A new statement from the European Union could lead to greater restrictions on the handling of location data on mobile devices for companies like Apple and Google.

EU privacy officials published a nonbinding opinion this week stating that users must be given "clear, comprehensive" information about location data, according to Bloomberg. The opinion comes as data protection officials in Europe continue to investigate the iPhone location services controversy that recently erupted.

The new EU opinion states that information collected through Wi-Fi and location services is considered "personal data." Such a classification would make the data subject to EU privacy rules.

The opinion came from the Article 29 Data Protection Working Party, and though it is nonbinding, experts said it could lead to sanctions on companies like Apple and Google.

When asked for a comment on the opinion, Apple declined to comment. A Google spokesperson said the company is reviewing the paper, but added that the search giant cannot identify anyone using Wi-Fi header information. "Nor would we want to," said spokesman Al Verney.

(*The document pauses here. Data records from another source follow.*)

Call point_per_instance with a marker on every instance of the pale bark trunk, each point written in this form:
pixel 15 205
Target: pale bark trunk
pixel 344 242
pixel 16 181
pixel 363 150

Privacy concerns related to mobile devices came to light when a pair of security researchers discovered that Apple's iOS 4 mobile operating system recorded location data and saved it in a hidden file unbeknownst to users. That data was never transmitted to anyone, and the issue was quickly addressed with the release of iOS 4.3.3.

iOS 4.3.3


Both Apple and Google took part in a U.S. Senate subcommittee hearing earlier this month, in which Apple's vice president of software technology, Guy L. "Bud" Tribble, asserted that user privacy is one of his company's highest priorities. He explained that Apple has a crowd-sourced collection of cell phone towers and Wi-Fi hotspots that aid in allowing users' iPhones to assess their location quickly, before a GPS signal can be obtained.

Apple also issued a series of answers about the controversy, and Chief Executive Steve Jobs himself participated in interviews in an attempt to ease concerns. But Apple still faces government investigations on iPhone privacy across the globe, including in France, Germany and Italy.